The following statistics is displayed in addition to the generic one:
WNodes | The total number of nodes in the world (both enabled and disabled). |
---|---|
WBodies | The total number of bodies in the world. |
WJoints | The total number of joints in the world. |
WSpawn | The time in milliseconds that the engine spends on generating content in procedural nodes (such as grass, clutters, world layers). |
Thread Profiler
The following statistics is displayed in addition to the generic one:
World | The time of asynchronous loading the current queue of nodes in milliseconds. |
---|---|
Sound | The time of asynchronous loading sounds in milliseconds. |
PathFind | The time of asynchronous pathfinding calculations in milliseconds. |
FileSystem | The time of asynchronous loading files in milliseconds. |
Additional Renderer Profiler
The renderer profiler allows to find out what aspects of art content could be optimized to increase the overall performance.
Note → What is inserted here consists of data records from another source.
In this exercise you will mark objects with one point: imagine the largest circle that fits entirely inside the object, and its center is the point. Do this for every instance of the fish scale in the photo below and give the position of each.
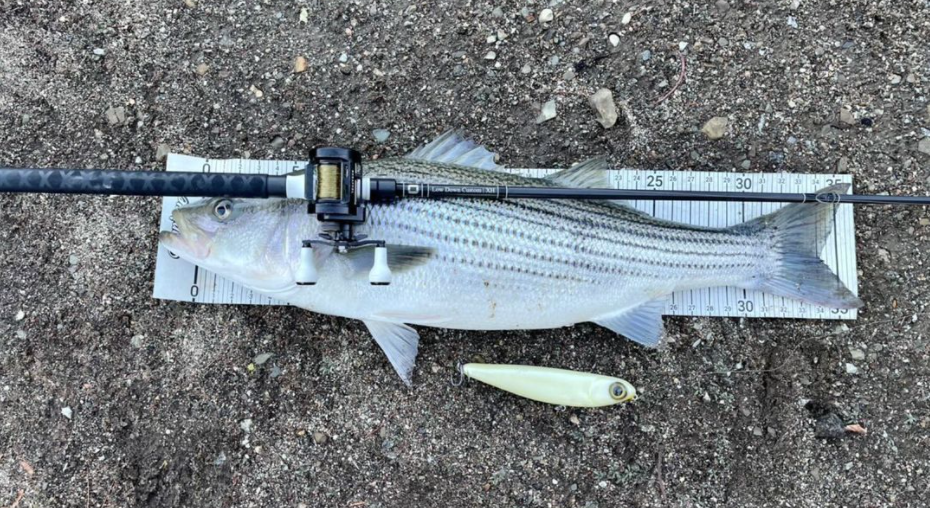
(518, 264)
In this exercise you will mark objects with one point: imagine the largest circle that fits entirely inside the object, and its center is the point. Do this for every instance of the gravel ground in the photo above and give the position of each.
(111, 398)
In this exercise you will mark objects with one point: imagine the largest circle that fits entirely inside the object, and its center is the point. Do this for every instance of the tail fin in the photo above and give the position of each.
(800, 232)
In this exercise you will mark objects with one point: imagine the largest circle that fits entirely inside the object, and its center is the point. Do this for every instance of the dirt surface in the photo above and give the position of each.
(111, 398)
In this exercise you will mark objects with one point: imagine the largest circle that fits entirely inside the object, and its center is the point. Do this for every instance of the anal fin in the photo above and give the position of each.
(400, 343)
(642, 324)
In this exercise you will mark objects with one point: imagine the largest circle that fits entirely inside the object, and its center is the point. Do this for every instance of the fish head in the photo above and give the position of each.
(242, 239)
(613, 390)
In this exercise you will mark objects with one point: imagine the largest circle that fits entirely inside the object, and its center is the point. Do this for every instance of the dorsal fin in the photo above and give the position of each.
(452, 148)
(591, 173)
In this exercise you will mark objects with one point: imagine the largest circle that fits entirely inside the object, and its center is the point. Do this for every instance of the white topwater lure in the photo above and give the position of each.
(553, 386)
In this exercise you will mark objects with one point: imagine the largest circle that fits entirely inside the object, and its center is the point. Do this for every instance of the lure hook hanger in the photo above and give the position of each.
(337, 192)
(460, 367)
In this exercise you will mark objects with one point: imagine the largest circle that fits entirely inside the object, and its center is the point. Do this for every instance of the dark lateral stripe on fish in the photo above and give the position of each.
(622, 269)
(612, 241)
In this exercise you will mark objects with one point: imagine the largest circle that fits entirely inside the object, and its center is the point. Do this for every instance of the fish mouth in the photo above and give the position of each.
(184, 246)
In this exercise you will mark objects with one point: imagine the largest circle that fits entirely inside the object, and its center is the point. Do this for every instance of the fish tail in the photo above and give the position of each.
(797, 234)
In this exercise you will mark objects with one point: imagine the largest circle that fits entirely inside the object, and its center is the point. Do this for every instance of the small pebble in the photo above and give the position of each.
(715, 128)
(162, 152)
(846, 117)
(546, 15)
(136, 341)
(924, 146)
(381, 135)
(842, 165)
(547, 112)
(116, 116)
(300, 64)
(603, 104)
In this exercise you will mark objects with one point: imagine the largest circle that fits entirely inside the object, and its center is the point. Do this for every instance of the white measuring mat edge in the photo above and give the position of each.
(179, 280)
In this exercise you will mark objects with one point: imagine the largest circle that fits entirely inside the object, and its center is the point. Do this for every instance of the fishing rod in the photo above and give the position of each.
(338, 193)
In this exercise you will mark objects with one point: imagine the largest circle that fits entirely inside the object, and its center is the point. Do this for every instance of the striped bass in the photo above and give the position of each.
(505, 265)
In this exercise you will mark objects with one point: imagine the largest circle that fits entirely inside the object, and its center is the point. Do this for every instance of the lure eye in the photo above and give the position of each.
(618, 391)
(222, 210)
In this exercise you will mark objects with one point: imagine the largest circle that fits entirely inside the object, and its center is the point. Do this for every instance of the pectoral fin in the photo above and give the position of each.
(399, 342)
(642, 324)
(591, 173)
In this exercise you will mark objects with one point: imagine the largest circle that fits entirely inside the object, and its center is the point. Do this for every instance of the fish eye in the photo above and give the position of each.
(222, 210)
(618, 391)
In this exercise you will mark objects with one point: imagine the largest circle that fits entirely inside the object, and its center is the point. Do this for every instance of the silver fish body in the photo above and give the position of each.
(519, 264)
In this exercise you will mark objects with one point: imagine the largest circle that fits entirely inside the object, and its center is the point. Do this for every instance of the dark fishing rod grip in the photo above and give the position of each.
(141, 183)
However, enabling the renderer profiler incurs a very large overhead and the application runs significantly slower while profiling. The reason for that is that the GPU is synchronized with the CPU to measure how long each rendering task takes.
Counters are hidden in case the renderer option they report statistics on is not used.
RPIntersection | The time required to go down the BSP tree and cut off all nodes that are currently not visible in the frustum. |
---|---|
RPReflections | The time required to render reflections. |
RPUpdate | The time required to prepare surfaces for rendering. This includes setting alpha-blend fading and tessellation switches. |
RPSort | The time required to sort all polygons to be rendered in the proper order. |
RPDeferred | The duration of the deferred pass. |
RPQueries | The time required to render nodes with Query flag on. |
RPDeferredLight | The duration of the deferred light pass. |
RPOpacityAmbient | The duration of the ambient pass for opaque objects. |
RPOpacityLight | The duration of the light passes for opaque objects. |
RPDecalsAmbient | The duration of the ambient pass for decals. |
RPDecalsLight | The duration of the light passes for decals. |
RPDeferredLightProb | The duration of the pass for rendering the global illumination created with the probe light. |
RPTransparent | The duration of the pass for rendering transparent objects. |
RPScattering | The time required to render light scattering pass. |
RPVolumetric | The time required to render volumetric shadows. |
RPDOF | The time required to render the depth of field effect. |
RPComposite | The time required to compose the final viewport image in the composite shader (before applying postprocesses). |
RPRefraction | The time required to render refractive materials. |
RPOcclusion | The time required to render ambient occlusion and global illumination. |
RPRender | The time required to render Render postprocess materials. |
RPPost | The time required to render Post postprocess materials. |
RPHDR | The time required to render the HDR effect. |
RPGlow | The time required to render the glow effect. |
RPVelocity | The time required to render the velocity buffer with moving physical objects for motion blur. |
RPAuxiliary | The time required to render the auxiliary pass. |
RPShadowWorldIntersection | The time required to find objects that cast shadows from world light sources and that are currently visible in the view frustum. |
RPShadowWorldRender | The time required to render shadow maps from world light sources, if any. |
RPShadowProjIntersection | The time required to find objects that cast shadows from projected light sources and that are currently visible in the view frustum. |
RPShadowProjRender | The time required to render shadow maps from projected light sources, if any. |
RPShadowOnmiIntersection | The time required to find objects that cast shadows from omni light sources and that are currently visible in the view frustum. |
RPShadowOmniRender | The time required to render shadow maps from omni light sources, if any. |